Tuesday night’s meeting was free of political attacks from either council members or members of the public.
“I don’t know if it was necessary to pass a resolution,” McElwee said. “One of our meetings got sidetracked. It got loud. There was some back and forth about something that was not germane to the council. It went farther than it should have. All we needed was an announcement by the mayor before the meeting that we were going to focus on the business of the township.”
Purdy, a Republican, is the only other member of council running for re-election Nov. 5. Four seats are available, and each party has put forth an incumbent and three challengers.
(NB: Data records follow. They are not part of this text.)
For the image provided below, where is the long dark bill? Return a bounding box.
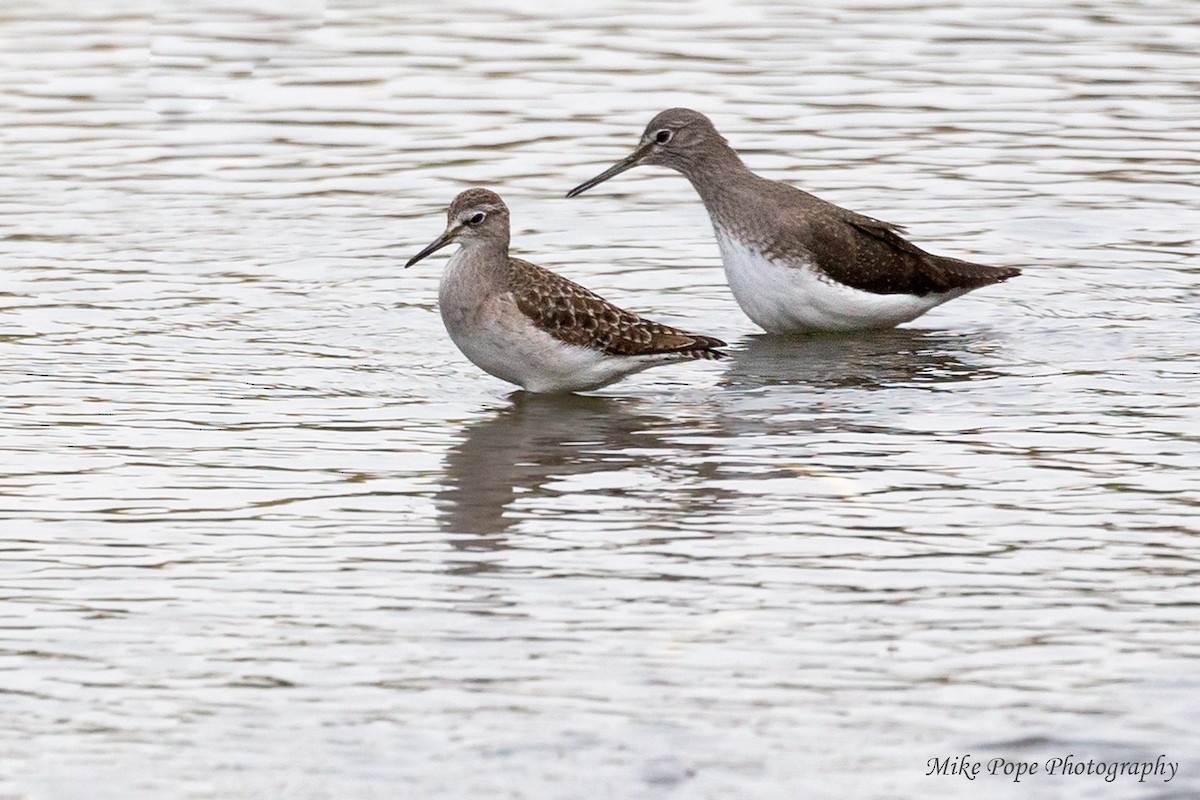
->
[566,149,646,197]
[404,230,455,270]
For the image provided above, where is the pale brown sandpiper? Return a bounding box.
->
[404,188,725,392]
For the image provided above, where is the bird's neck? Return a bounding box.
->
[679,143,755,212]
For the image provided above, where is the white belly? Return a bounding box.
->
[438,259,678,392]
[716,231,966,333]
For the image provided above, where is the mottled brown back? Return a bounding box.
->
[509,258,725,360]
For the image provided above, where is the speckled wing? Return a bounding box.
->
[766,184,1020,296]
[509,258,725,359]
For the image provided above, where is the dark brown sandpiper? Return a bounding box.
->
[566,108,1021,333]
[404,188,725,392]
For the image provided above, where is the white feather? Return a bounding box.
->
[438,251,683,392]
[716,230,967,333]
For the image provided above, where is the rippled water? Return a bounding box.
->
[0,0,1200,800]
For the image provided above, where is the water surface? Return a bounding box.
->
[0,0,1200,800]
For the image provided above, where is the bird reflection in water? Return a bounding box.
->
[437,392,710,549]
[721,327,998,390]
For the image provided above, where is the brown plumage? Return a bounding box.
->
[568,108,1020,332]
[509,257,725,360]
[408,188,725,392]
[697,167,1021,297]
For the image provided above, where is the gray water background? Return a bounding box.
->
[0,0,1200,800]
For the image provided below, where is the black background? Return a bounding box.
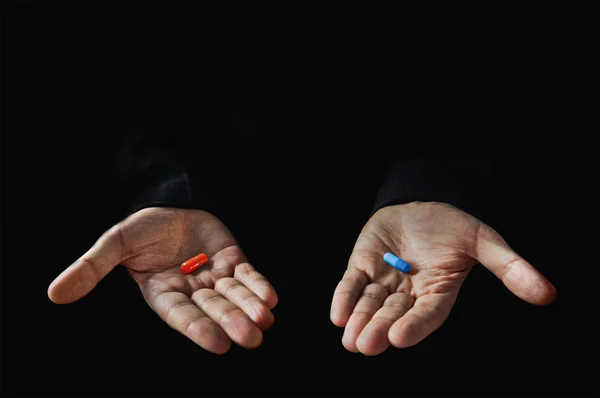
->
[2,2,600,396]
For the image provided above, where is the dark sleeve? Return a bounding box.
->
[371,118,502,219]
[108,81,268,221]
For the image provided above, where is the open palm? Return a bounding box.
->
[331,202,556,355]
[48,208,277,354]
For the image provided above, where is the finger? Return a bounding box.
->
[48,224,123,304]
[215,278,275,330]
[472,223,556,305]
[356,293,414,355]
[342,283,389,352]
[233,263,279,309]
[388,294,456,348]
[329,267,369,327]
[150,292,231,354]
[192,289,263,348]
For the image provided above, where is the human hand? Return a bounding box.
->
[331,202,556,355]
[48,208,277,354]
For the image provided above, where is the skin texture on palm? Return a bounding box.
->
[331,202,556,355]
[48,208,277,354]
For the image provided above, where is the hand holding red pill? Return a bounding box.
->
[181,253,208,274]
[48,207,278,354]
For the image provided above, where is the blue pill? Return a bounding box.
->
[383,253,412,274]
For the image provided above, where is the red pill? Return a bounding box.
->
[181,253,208,274]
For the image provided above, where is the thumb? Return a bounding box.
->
[471,221,556,305]
[48,224,123,304]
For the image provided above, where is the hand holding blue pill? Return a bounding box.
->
[383,252,412,274]
[331,202,556,355]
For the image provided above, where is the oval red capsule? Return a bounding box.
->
[181,253,208,274]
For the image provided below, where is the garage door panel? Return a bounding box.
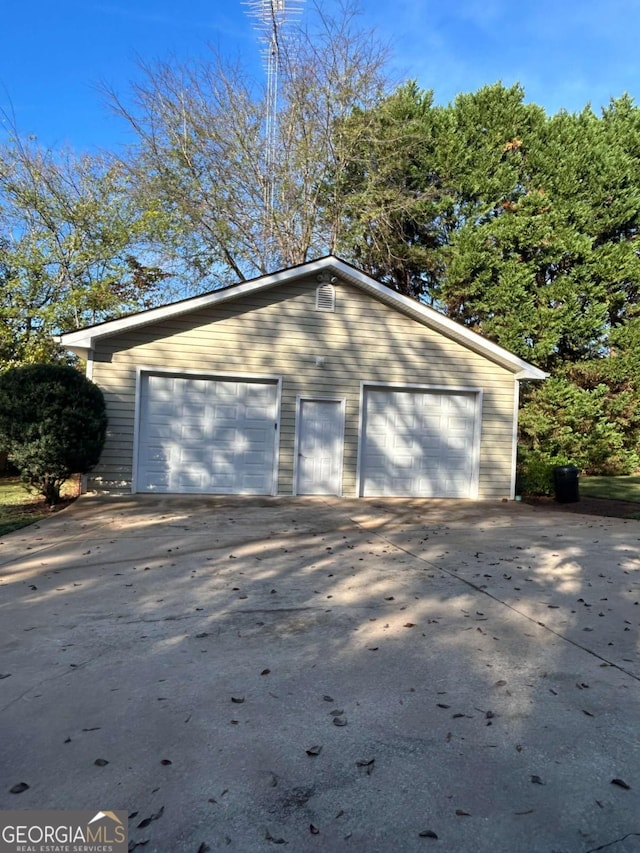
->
[137,374,278,494]
[361,389,477,497]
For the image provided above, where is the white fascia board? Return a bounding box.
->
[331,258,549,379]
[58,255,548,379]
[58,258,334,349]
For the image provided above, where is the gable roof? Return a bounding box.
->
[56,255,548,379]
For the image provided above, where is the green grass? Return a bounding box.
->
[0,477,78,536]
[0,477,49,536]
[580,477,640,504]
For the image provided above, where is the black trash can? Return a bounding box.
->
[553,465,580,504]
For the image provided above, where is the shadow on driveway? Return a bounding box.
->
[0,496,640,853]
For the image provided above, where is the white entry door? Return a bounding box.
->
[296,400,344,495]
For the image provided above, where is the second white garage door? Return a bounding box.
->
[136,373,278,495]
[360,388,480,498]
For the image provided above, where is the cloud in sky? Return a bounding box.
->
[0,0,640,147]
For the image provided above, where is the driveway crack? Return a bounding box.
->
[342,506,640,684]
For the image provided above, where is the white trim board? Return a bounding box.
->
[56,255,548,379]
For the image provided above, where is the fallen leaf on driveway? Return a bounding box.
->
[611,779,631,791]
[264,830,287,844]
[138,806,164,829]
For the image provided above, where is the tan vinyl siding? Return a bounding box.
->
[89,277,514,499]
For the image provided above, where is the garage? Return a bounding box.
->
[360,387,481,498]
[135,372,278,495]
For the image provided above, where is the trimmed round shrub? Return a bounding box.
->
[0,364,107,504]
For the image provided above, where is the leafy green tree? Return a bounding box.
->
[0,364,107,505]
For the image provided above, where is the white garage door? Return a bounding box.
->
[361,389,480,498]
[136,374,277,495]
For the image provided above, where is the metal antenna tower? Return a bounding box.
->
[246,0,304,217]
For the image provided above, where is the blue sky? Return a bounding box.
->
[0,0,640,150]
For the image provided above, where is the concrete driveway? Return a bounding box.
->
[0,496,640,853]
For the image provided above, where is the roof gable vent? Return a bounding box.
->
[316,282,336,311]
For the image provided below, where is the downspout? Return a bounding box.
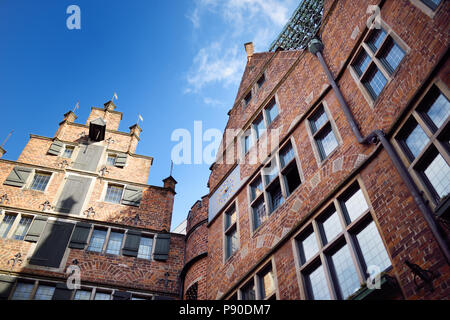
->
[308,39,450,263]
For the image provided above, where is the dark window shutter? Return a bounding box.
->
[153,233,170,261]
[122,230,141,257]
[30,221,74,268]
[113,291,131,300]
[69,222,91,249]
[4,167,33,187]
[52,283,73,300]
[0,275,16,300]
[47,141,64,156]
[122,186,142,207]
[114,153,128,168]
[24,216,47,242]
[72,144,104,172]
[55,176,92,214]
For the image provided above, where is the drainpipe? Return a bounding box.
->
[308,39,450,263]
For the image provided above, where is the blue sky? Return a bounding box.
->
[0,0,299,228]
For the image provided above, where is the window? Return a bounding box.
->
[256,74,266,89]
[73,290,91,300]
[249,140,301,230]
[258,267,275,299]
[0,214,16,238]
[264,98,278,126]
[62,146,74,159]
[242,98,278,154]
[106,154,117,166]
[106,231,123,255]
[34,285,55,300]
[351,23,406,105]
[244,90,252,108]
[30,172,52,191]
[88,228,107,252]
[309,105,339,161]
[137,236,153,260]
[13,216,33,240]
[395,83,450,206]
[296,182,391,300]
[225,204,239,260]
[11,282,34,300]
[105,184,123,204]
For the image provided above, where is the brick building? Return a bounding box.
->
[181,0,450,300]
[0,101,184,300]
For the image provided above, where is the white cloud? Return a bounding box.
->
[185,42,245,92]
[184,0,298,93]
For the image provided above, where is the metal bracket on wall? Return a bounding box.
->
[405,260,441,292]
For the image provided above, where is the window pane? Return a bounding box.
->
[30,173,51,191]
[105,185,123,203]
[321,211,342,243]
[353,50,370,76]
[343,189,369,221]
[364,67,387,99]
[427,93,450,128]
[301,232,319,263]
[226,228,238,259]
[250,177,263,201]
[263,159,278,185]
[253,198,267,229]
[73,290,91,300]
[241,281,256,300]
[254,116,266,139]
[425,154,450,199]
[266,101,278,124]
[269,182,284,212]
[14,217,33,240]
[380,39,405,73]
[356,221,391,272]
[34,285,55,300]
[260,270,275,299]
[310,108,328,133]
[306,266,331,300]
[138,237,153,260]
[317,125,338,160]
[106,232,123,255]
[88,229,106,252]
[405,125,430,158]
[280,143,294,168]
[0,214,16,238]
[94,292,111,300]
[368,28,386,52]
[11,282,34,300]
[331,245,360,299]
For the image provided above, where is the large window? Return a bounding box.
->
[249,140,301,230]
[309,105,339,161]
[225,204,239,260]
[242,98,279,154]
[351,23,406,105]
[395,83,450,205]
[296,182,391,300]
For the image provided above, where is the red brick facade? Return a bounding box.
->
[185,0,450,299]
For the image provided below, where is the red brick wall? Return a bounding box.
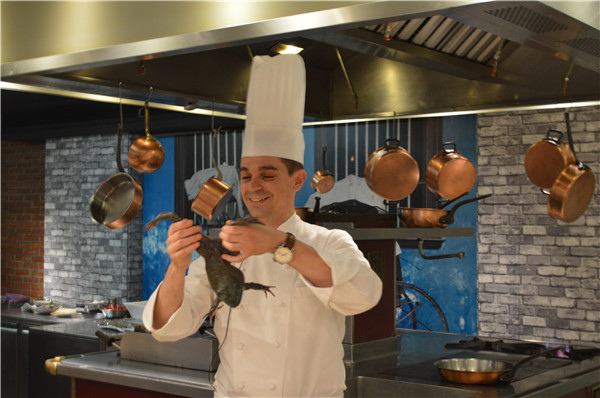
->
[1,141,45,297]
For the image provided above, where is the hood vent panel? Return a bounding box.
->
[485,6,569,34]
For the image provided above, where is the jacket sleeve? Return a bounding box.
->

Republicans Tom Bassford and Whitney Ullman decided not to run for re-election.
Purdy reiterated that it was Gorman's idea, and that the resolution was on the agenda when he arrived at Tuesday night's meeting, placed there by Township Manager Arch Liston.
On Tuesday, Deputy Mayor Tony Coppola commented it was a shame a resolution was needed to do something council should always do anyway.
“If you’re running for public office, I hope you’re doing it for the right reasons,” said Coppola, a Republican. “When I was first approached about running for council (in 2010), I was reluctant to do it, but I live here and my family lives here. We call this the silly season, and there are political ads all over the place. Some are attacks, and there’s no place for that. This lasts for the next two weeks, and then no matter who wins, we all have to work together.”
Coppola added there’s a sacrifice that goes along with not just serving on council, but with running. He said he appreciated the sacrifices the candidates were making, and added he’s missed several family events for council meetings.
“I missed my daughter’s soccer game (for Tuesday’s meeting),” Purdy said, seconding the Deputy Mayor’s statement. “This is a thankless job, but an important one.”